– Не стоит, Антонио. Не тебе об этом тревожиться.

И я думал, что она просто такая же равнодушная к чужой боли, как и отец. Но лишь сейчас я понимаю, что она просто не могла иначе.

А у отца, в свою очередь, были свои планы на меня: вся его любовь ко мне (а он, несомненно, любил меня) проявлялась в его желании сделать меня наследником всего этого огромного виноградного поместья. Он сам неоднократно упоминал об этом. Но вся проблема заключалась в том, что он хотел, чтобы я стал таким же, как он. А это означает, стать таким же жестоким и угрюмым землевладельцем с множеством нанятых слуг; расхаживающим по двору с кнутом в руке и надзирательным взглядом осматривающим всё вокруге. Кого надо – предать избиению, кого надо – согнать с поместья. И хотел я такой судьбы для себя? Раньше, до того, как отец избил Родольфо, я над тем не особо раздумывал, но после у меня стали появляться серьёзные опасения насчёт своей будущности. Каждый раз, вспоминая его глаза, его руки, которыми он совершал своё злодеяние, я с ужасом отвергал такую перспективу. Лучше, думал я, стать рыбаком и жить в бедной лачуге, нежели отдать свою жизнь на постоянные побои несчастных невольников и видеть, как они истекают кровью.

И вот я пришёл к тому, что стал думать над тем, как быть в дальнейшем. Как мне избежать этого? Разумеется, уговорить отца или мать не то что бессмысленное занятие, а просто самоубийство. Но оставить всё, как есть, и пустить по течению – значит признать себя продолжателем отцовского дела.

Итак, в моей голове уже начинал назревать план. План, за осуществление которого я решительно взялся, правда только мысленно, ибо предпринимать активные действия я пока боялся. Слишком мал я был ещё, всё таки, для такой авантюры, как побег. Меня, признаться, не столько отец заставлял откладывать его, сколько мать.

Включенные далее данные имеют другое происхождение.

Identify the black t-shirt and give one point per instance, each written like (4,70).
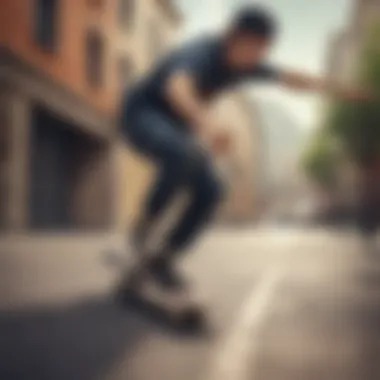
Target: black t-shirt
(203,59)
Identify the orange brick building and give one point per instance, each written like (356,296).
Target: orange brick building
(62,66)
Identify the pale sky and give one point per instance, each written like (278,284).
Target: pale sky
(306,26)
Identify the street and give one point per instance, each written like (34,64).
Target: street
(284,304)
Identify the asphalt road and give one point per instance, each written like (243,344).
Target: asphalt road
(283,303)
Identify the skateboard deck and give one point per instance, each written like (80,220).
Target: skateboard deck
(135,289)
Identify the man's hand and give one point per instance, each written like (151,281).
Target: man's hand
(221,143)
(304,82)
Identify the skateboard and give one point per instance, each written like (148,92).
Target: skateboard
(136,289)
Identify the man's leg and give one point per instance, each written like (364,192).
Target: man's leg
(205,190)
(172,150)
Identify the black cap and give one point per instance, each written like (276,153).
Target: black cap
(255,20)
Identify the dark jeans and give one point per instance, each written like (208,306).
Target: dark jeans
(181,164)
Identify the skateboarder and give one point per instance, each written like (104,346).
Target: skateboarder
(164,114)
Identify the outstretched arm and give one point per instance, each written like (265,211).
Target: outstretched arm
(304,82)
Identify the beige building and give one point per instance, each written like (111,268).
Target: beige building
(146,36)
(239,115)
(63,66)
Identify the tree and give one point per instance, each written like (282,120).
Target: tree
(358,125)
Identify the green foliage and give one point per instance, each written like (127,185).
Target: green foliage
(358,125)
(320,159)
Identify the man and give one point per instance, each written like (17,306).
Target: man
(167,111)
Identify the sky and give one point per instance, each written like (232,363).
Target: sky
(306,27)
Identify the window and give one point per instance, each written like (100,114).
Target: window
(156,44)
(126,11)
(96,4)
(94,58)
(45,23)
(126,71)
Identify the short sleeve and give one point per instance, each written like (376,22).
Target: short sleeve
(193,59)
(265,72)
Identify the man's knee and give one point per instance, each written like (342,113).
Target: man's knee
(184,161)
(208,187)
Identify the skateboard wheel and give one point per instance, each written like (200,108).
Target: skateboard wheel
(191,319)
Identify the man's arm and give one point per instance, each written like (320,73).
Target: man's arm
(181,92)
(299,81)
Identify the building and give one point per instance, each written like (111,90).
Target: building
(57,99)
(147,32)
(243,175)
(342,61)
(345,45)
(63,66)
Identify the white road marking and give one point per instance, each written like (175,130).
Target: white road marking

Мне было трудно представить, как она воспримет мой поступок. Я ведь не желал с ней разрывать отношений. Без неё я останусь совершенно один в этом мире, а кому я тогда буду нужен? Всё, что я могу – это строить плоты и жалкое подобие лодок. Так что я пока решил терпеть и ждать более благоприятной возможности для совершения своей заветной мечты.


ГЛАВА ТРЕТЬЯ


Всё шло своим чередом. Отец всё так же обхаживал свои владения, отдавал слугам поручения и наказания. Я по его требованию ходил на рыбалку в порт, но делать я это стал с большим трудом, поскольку воспоминания о Родольфо не давали мне покоя. Вечерами я сидел дома с матерью и следил за тем, как она отдавала поручения кухаркам, занимавшимися приготовлением ужина. Видя, что она не обращает на меня внимания, я молча бродил по комнате, иногда поглядывая через окно на отца.

«И неужели нет никакого просвета?» – предавался я подобным мыслям.

Я не знал, что делать дальше. Я старался делать вид, что по-прежнему верен долгу, слушаясь своих родителей без всяких оговорок. Но чем больше я впадал в отчаяние, тем сильнее жаждал покончить с этой жизнью; с этой рутиной, полной жестокости, бессердечия и однообразности.

Но однажды утром я, проснувшись в постели, увидел возле себя обеспокоенную мать. Она стояла неподвижно и, сложив руки, смотрела мне прямо в глаза.

– Что-то случилось? – спросил я спросонья, протирая глаза по обычаю.

– Да, вставай! – приказала Елена, расправляя одеяло, – К нам приехал один знатный гость, так что тебе необходимо его встретить с отцом.

Вначале удивившись этому, я недоумевающе оглядел мать.

– Ты его, быть может, вспомнишь, – добавила она, заметив мою растерянность, – Идём же!

И я, послушно встав с кровати, проследовал за ней на улицу, где уже стоял отец, пожимавший руку какому-то господину. Он был действительно знатный, ибо одежда его была весьма элегантной и отличалась от местной сицилийской: на нём был серый фрак, такие же серые панталоны, в руке он держал трость. Иными словами, всё говорило о том, что он не из здешних.